In den 1970er-Jahren begann sich die Comic-Kultur zu verändern und zu erweitern. Aus den Underground-Comics entwickelten sich Independent-Comics. Zeichner, die nicht mehr unter den harten Bedingungen und inhaltlichen Schemata der Mainstream-Verlage arbeiten wollten, erforschten das Medium auf neuen Wegen und erhoben den Comic zu einer neuartigen Kunstform. Manche blieben dem Underground verhaftet, andere etablierten sich selbst zu Marken und Namen. Wieder andere begründeten einen alternativen Mainstream.
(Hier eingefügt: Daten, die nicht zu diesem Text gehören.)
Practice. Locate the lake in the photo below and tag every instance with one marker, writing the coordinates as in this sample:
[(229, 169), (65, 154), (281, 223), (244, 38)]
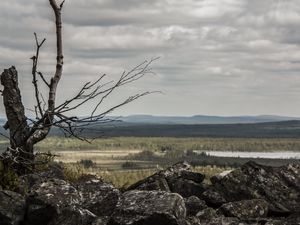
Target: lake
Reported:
[(265, 155)]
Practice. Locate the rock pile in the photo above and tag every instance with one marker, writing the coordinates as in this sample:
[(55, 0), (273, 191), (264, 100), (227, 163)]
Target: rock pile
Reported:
[(250, 195)]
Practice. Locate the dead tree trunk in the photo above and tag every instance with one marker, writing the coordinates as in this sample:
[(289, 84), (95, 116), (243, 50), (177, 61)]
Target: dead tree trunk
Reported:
[(24, 133), (16, 119)]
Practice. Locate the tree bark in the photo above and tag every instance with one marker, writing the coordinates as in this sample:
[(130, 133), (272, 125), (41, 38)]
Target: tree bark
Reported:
[(16, 119)]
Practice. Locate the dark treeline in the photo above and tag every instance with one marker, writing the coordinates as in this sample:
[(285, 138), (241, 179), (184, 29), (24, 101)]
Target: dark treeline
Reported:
[(288, 129)]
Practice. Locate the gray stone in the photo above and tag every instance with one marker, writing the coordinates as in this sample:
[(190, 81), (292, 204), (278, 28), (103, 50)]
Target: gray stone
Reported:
[(206, 214), (245, 209), (97, 196), (47, 200), (177, 178), (186, 188), (213, 198), (193, 205), (74, 215), (279, 186), (12, 208), (149, 208)]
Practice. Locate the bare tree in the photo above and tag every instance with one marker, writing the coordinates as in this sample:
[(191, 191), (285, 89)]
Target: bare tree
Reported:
[(24, 133)]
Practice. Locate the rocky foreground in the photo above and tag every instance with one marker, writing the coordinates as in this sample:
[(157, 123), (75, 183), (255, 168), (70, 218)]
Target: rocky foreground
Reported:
[(250, 195)]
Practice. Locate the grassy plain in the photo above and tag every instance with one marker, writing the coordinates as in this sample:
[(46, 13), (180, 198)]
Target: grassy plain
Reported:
[(157, 144)]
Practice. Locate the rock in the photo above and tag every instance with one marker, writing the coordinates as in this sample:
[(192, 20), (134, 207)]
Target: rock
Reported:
[(47, 200), (12, 208), (193, 205), (226, 221), (213, 198), (177, 179), (293, 219), (26, 182), (188, 175), (245, 209), (98, 197), (149, 208), (74, 215), (279, 186), (186, 188), (207, 214)]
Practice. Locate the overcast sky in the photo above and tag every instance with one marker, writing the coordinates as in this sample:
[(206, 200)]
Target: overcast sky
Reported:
[(218, 57)]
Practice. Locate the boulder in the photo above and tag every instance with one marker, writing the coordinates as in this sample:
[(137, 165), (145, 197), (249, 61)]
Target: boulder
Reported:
[(279, 186), (97, 196), (213, 198), (245, 209), (293, 219), (12, 208), (26, 182), (186, 188), (193, 205), (74, 215), (177, 178), (206, 214), (148, 208), (47, 201)]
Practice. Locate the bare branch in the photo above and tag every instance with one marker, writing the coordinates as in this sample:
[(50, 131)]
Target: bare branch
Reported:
[(34, 68), (59, 58)]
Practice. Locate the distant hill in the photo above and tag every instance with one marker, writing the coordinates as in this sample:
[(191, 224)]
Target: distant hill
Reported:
[(197, 119), (201, 119)]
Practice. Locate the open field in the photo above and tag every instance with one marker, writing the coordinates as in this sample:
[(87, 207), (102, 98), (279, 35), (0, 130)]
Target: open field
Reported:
[(124, 178), (158, 144)]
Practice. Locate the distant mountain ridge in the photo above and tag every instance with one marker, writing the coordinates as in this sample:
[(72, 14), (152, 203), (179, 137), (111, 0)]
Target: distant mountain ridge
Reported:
[(202, 119), (197, 119)]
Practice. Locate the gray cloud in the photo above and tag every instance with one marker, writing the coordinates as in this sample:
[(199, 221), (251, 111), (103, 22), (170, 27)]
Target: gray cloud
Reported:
[(221, 57)]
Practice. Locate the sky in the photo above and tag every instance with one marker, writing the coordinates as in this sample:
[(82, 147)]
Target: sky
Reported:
[(217, 57)]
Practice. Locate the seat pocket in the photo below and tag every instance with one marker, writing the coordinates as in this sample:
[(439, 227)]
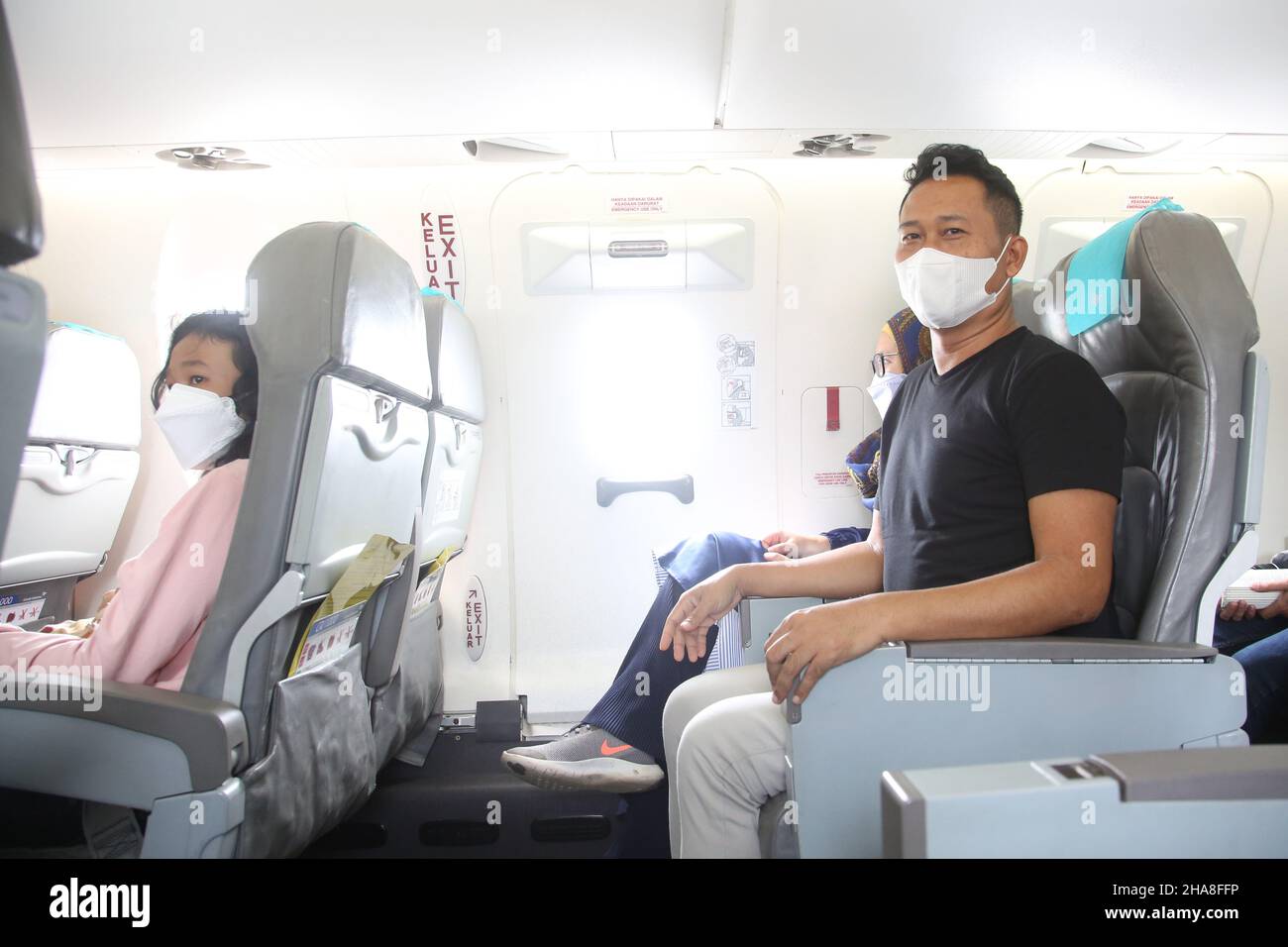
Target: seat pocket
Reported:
[(321, 761)]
Gleichzeitig etablierten sich die Mainstream-Superhelden als Verkaufserfolge. Auch neue Varianten von Superhelden, jetzt in Fantasy-Welten entstanden, etwa Conan The Barbarian (Marvel).

In den 1980ern hatte der Comic in seiner Vielfalt und Gestalt seinen Höhepunkt erreicht. Es gab Comics für alle Bevölkerungsgruppen und Vorlieben, die amerikanischen Zeichner holten Anregungen von den Comic-Kulturen anderer Länder, oft aus dem asiatischen Raum, wo die Mangas die absoluten Favoriten sind und es schien kein Thema zu geben, das nicht in irgend einem (Mainstream-, Underground- oder Independent-) Comic behandelt wurde.
Gerade diese Vielfalt aber machte besonders dem Mainstream-Comic zu schaffen. Ähnlich wie andere moderne Kulturformen, etwa die Popmusik, litt und leidet der Mainstream-Comic, obwohl wirtschaftlich gesichert, an einer Selbstlähmung, scheinen ihm die Ideen ausgegangen zu sein. Als Chance könnten sich möglicherweise die Neuen Medien erweisen. Waren sich Film und Comic schon länger nahe, so gesellen sich in jüngster Zeit Computer- und Videospiele als neue Austauschfelder dazu.

Stand: 2010
Dieser Text befindet sich in redaktioneller Bearbeitung.